Settings

Theme

Show HN: A fully automated podcast – actually 12 podcasts

anchor.fm

49 points by holdenc137 4 years ago · 34 comments · 1 min read

Reader

"That Horoscope Podcast - Aquarius" and it's eleven siblings - are daily podcasts that are end-to-end programatically generated e.g. scripted, voiced, post-produced and uploaded.

Would love to get some first impression feed back and hear how others would achive the same thing!

planetsprite 4 years ago

Very good idea and execution. I think you could do a lot more interesting stuff than making it about horoscopes.

Also as a turing test you should make one and never reveal it's entirely automated until it develops a big following. Due to the speed of automation you could mass produce podcasts of different types until one sticks, then the ones gaining more traction put 10x more resources into, etc.

  • holdenc137OP 4 years ago

    I like your thinking :) I thought horoscopes (Because they are kind of repetitive) was a good first fit - because the scripts could be generated from stock fragments 'A chance encounter' etc...

    I think when the little glitches are ironed out of 'real' TTS - we'll be awash with generated content.

    • planetsprite 4 years ago

      I can imagine. Imagine a podcast generation system. You'd simply have to describe the personalities of the host(s), the topic, the general vibe of the theme music, length, hardcode any sponsors, and a GPT-4 powered MLops service could produce something liked by a list of demographics 8 times out of 10 in 5 minutes.

      There really is no stopping this train. In 2030 90% of internet content adopting the guise of being from the "real world" will be entirely generated by machine learning models. 90% of conversations you have with strangers online will likewise be with bots catered to influence you in subtle ways to maximize the return on revenue of your attention.

      • holdenc137OP 4 years ago

        In a parallel to email spam-bots, we get personal agents which (by your choice) filter out the generated content and make sure you only get the real deal.

        The fight is real.

        • planetsprite 4 years ago

          This battle between bots and detectors will consume 99% of computer resources by then. Total GANnihilation.

arrmn 4 years ago

Can you elaborate more on the TTS? Did you prerecord fragments (how many did you actually do?) and you just stich them together? So there is a may.mp3, 22.mp3 and your scripts just puts them together?

  • holdenc137OP 4 years ago

    Sure.

    For dates etc - you got it. I think from memory it would be 'Wednesday' + 'the 18th' + 'of' + 'may...' + '20' + '22'

    For the narrative speech it would be more words in a file. There are plenty of files (EDIT: just checked 350ish files that cover all the variations of script that can be generated at the moment)

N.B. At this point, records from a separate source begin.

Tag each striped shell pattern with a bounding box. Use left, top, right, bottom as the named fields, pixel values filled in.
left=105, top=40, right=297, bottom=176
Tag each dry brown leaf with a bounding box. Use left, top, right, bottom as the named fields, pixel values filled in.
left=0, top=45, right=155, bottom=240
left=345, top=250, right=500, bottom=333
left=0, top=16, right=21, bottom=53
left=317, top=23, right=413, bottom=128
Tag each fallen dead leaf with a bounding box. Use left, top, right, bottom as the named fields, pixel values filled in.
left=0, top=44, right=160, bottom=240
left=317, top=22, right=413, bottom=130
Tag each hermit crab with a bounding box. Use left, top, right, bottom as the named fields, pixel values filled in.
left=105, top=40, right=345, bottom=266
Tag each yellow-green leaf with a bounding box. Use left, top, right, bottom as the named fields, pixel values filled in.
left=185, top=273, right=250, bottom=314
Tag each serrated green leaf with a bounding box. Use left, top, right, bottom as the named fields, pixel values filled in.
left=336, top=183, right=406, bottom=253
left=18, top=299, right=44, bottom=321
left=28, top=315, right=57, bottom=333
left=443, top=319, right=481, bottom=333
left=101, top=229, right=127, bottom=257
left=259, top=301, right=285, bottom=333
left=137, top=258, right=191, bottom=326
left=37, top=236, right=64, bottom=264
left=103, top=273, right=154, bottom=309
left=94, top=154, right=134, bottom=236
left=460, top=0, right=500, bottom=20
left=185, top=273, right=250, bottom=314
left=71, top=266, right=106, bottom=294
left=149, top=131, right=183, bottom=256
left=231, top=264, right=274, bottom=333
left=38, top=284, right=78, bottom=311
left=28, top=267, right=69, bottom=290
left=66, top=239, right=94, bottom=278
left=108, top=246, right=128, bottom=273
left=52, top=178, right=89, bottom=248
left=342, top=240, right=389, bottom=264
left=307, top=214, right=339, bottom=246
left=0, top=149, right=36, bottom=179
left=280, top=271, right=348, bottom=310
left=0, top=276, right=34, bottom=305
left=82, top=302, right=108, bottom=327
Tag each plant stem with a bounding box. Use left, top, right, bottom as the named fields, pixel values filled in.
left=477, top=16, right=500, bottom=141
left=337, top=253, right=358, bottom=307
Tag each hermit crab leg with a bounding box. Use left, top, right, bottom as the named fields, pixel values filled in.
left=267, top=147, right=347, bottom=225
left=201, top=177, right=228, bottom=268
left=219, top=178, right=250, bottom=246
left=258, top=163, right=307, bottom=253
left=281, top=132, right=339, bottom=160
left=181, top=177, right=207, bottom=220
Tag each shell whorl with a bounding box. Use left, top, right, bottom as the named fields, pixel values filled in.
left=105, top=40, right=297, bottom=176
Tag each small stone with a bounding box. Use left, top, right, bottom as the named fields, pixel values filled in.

    In general the TTS - part of the project is the 'art of the almost possible' (if TTS engines sounded really good - I'd have just used one of the shelf)

    • arrmn 4 years ago

      How did you come up with the initial list of phrases? Did you do some kind of analysis of other horoscopes?

      • holdenc137OP 4 years ago

        Listened to a few podcasts, read a few - then tried to come up with some combinations that (I hoped) were funny :)

        Here's all of the current 'starts' for the main prediction:

        (Note they're all pretty non commital - so anything could come next)

        A bite from a wild animal

        A financial matter coming to a head

        Completion of a long delayed task

        A seemingly generous gesture

        A sudden realisation

        An agreement with a headstrong peer

        An unavoidable slowdown

        Being pulled between two emotional options

        A sudden eruption of feelings

        Investigating a proverbial - light in the woods

        Involvement with a purely privte project

        Making peace with the past

        The chance of a big win

        Todays socialising

suprjami 4 years ago

This makes me dread that soon many other podcasts will be automated like this, and it'll be orders of magnitude more difficult to find good content than it already is.

  • jclos 4 years ago

    One person's dread will be another's business opportunity - is there any good search engine/recommender system for podcasts?

  • holdenc137OP 4 years ago

    Time to start lobbying for a 'generated'=true/false flag on RSS feeds?

    Also, I promise to only churn out inane content for LOLs.

Li7h 4 years ago

You have a text error in the description. A daily horoscope podcast for Aquariums. Also the episode for May 22nd narrates the date as April 22nd. But I love this concept. Is this an AI speech engine or pre recorded snippets? Where did you get the text snippets from? Have you thought of incorporating GPT-3 into your horoscopes ala co-star?

  • holdenc137OP 4 years ago

    The date was my mistake - the 'Aquariums' was for LOLs. (see also 'Librarians' and similar)

    It's prerecorded snippets that came out of my mouth ;)

tobr 4 years ago

I can’t say I understand the point of this, so my only feedback is that the date in the episode from Saturday 21st of May is announced as “Thursday 21st of April”.

  • holdenc137OP 4 years ago

    Yeah my bad - trust the human in the loop to put date in wrong.

    As to the point, its programming practice, perhaps a stepping stone to more elaborate content-generation systems, and jolly good fun too.

edent 4 years ago

Disturbingly accurate in my case. I've seen many arcane things today - including matches.

(Which TTS are you using? Or have I misunderstood?)

  • papathunk 4 years ago

    Haha.

    Sadly I don't think any (commercial / phoneme based) TTS would be very listenable for a podcast. Those are hand rolled fragments of speech. ( Think old school Satnavs "In " + "30 yards " + "turn left"

planetsprite 4 years ago

What vocal synthesis program did you use? Sounds 100% real at parts.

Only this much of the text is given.